3. Think about how you'll cover healthcare costs

Healthcare costs are one of the biggest (yet most unpredictable) expenses you'll face in retirement. That can make them difficult to plan for, as you may spend little more than your standard premiums, or you could spend thousands of dollars per year on out-of-pocket expenses.

Even though you can't predict exactly how much you'll spend on healthcare, you can prepare the best you can for these costs. If you currently have health conditions that will be expensive in retirement, start planning for those costs now. And if you have any history of certain conditions in your family, it may be a good idea to plan for those too just in case.
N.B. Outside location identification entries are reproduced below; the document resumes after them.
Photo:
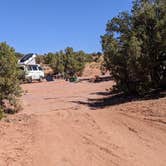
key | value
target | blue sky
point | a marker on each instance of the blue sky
(41, 26)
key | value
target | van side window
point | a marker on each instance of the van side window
(29, 68)
(34, 67)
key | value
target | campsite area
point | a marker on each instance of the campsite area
(71, 124)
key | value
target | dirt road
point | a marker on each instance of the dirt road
(66, 124)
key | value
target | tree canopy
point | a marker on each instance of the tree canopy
(134, 47)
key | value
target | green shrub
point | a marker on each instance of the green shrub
(134, 47)
(9, 73)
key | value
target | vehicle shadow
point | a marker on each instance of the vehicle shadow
(96, 79)
(111, 98)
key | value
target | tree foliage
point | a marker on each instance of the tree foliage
(67, 62)
(134, 47)
(9, 73)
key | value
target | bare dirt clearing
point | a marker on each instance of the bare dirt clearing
(59, 127)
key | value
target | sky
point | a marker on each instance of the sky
(42, 26)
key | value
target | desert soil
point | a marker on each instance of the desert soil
(60, 125)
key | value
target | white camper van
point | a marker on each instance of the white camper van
(32, 70)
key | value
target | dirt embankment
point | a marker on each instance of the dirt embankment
(67, 124)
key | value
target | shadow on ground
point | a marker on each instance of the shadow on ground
(97, 79)
(110, 99)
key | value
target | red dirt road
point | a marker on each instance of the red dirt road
(57, 127)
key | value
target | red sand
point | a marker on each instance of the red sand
(55, 129)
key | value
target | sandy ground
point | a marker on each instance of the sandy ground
(66, 124)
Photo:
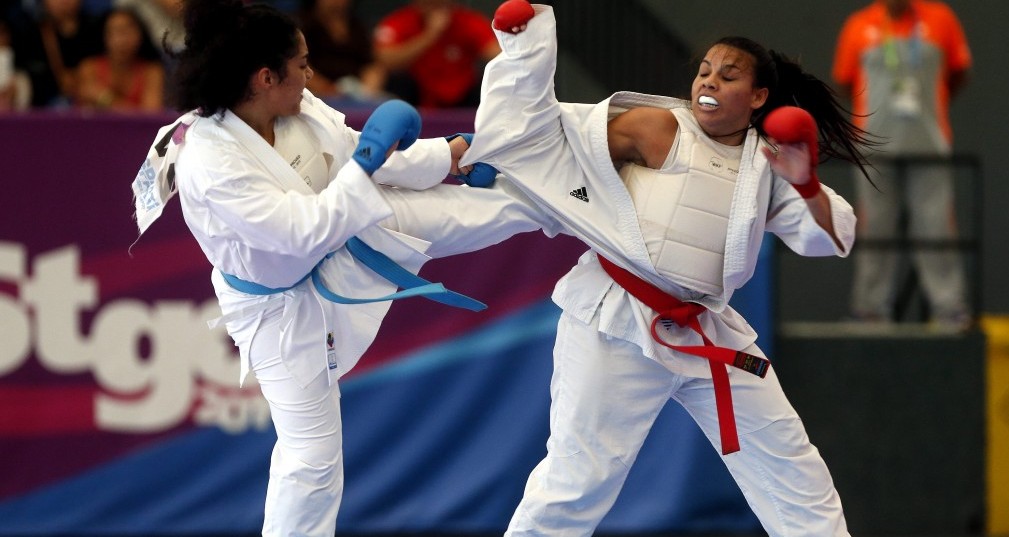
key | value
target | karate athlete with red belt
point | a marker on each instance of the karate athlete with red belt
(673, 197)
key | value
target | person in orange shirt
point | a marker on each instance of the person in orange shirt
(129, 76)
(901, 62)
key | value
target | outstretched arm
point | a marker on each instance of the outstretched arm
(642, 135)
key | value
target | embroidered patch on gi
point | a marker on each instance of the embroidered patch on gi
(580, 194)
(331, 350)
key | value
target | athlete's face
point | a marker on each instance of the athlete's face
(723, 94)
(288, 93)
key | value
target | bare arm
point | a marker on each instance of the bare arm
(642, 135)
(791, 163)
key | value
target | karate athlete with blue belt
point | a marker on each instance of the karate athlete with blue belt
(673, 197)
(284, 198)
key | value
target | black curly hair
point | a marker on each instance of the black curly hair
(226, 42)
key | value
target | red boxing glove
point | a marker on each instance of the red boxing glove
(791, 124)
(513, 14)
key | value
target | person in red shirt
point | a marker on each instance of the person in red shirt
(901, 62)
(439, 46)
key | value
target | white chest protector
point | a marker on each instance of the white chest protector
(683, 207)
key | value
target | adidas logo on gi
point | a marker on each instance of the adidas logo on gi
(581, 194)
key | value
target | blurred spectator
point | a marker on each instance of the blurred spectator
(162, 20)
(902, 61)
(15, 88)
(439, 45)
(51, 47)
(129, 76)
(340, 52)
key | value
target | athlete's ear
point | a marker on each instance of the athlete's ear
(263, 78)
(760, 97)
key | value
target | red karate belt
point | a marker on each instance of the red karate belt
(685, 314)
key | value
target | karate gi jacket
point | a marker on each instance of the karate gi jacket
(255, 218)
(553, 150)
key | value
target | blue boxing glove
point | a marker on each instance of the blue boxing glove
(390, 122)
(481, 176)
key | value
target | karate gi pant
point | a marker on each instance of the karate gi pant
(306, 471)
(925, 192)
(605, 397)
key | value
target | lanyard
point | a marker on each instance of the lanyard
(891, 54)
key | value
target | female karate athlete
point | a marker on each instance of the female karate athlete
(282, 196)
(673, 198)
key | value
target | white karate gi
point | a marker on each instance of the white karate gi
(256, 218)
(610, 378)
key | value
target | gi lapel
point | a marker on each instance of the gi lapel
(265, 153)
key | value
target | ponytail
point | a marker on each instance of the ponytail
(789, 85)
(838, 136)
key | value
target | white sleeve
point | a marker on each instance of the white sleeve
(251, 206)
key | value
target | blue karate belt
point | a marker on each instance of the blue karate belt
(412, 285)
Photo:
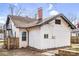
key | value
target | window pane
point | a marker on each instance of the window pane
(46, 36)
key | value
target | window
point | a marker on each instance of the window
(57, 21)
(45, 36)
(23, 36)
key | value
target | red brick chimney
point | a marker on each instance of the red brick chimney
(40, 15)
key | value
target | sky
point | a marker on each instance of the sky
(30, 9)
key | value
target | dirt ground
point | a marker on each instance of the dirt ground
(24, 52)
(28, 52)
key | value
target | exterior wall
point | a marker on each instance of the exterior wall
(61, 35)
(1, 36)
(34, 37)
(23, 43)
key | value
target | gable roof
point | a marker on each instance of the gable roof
(20, 21)
(26, 22)
(54, 17)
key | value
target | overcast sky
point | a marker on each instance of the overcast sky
(31, 9)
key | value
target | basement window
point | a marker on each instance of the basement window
(46, 36)
(57, 21)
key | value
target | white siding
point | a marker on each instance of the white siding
(60, 32)
(34, 38)
(23, 43)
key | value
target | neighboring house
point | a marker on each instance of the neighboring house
(51, 32)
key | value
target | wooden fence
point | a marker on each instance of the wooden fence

Regardless of your health history, there are certain costs you will be responsible for. Once you turn 65, you'll be eligible for Medicare. With Medicare coverage, you'll still be responsible for all premiums, deductibles, and coinsurance, as well as any other out-of-pocket expenses Medicare won't cover. Original Medicare (or Parts A and B) doesn't cover most routine care, such as dental and vision care, nor does it cover prescription drugs -- you'll need Part D coverage for that. You can opt for a Medicare Advantage plan that offers greater coverage, though these plans are often more expensive than Original Medicare.

Long-term care is another expense Medicare won't cover. This cost can be significant, too, with the average semi-private home in a nursing home costing around $6,800 per month, according to the U.S. Department of Health and Human Services. Long-term care insurance can help cover some of these costs, but the key is to enroll early -- if you wait until you're in your 60s or later, insurance providers will either charge you sky-high rates or refuse coverage altogether.

Planning for retirement is ultimately a guessing game, as there's no way to predict exactly how much you'll need to last the rest of your life. But by preparing yourself the best you can right now, you're giving yourself a good chance of living your ideal retirement life.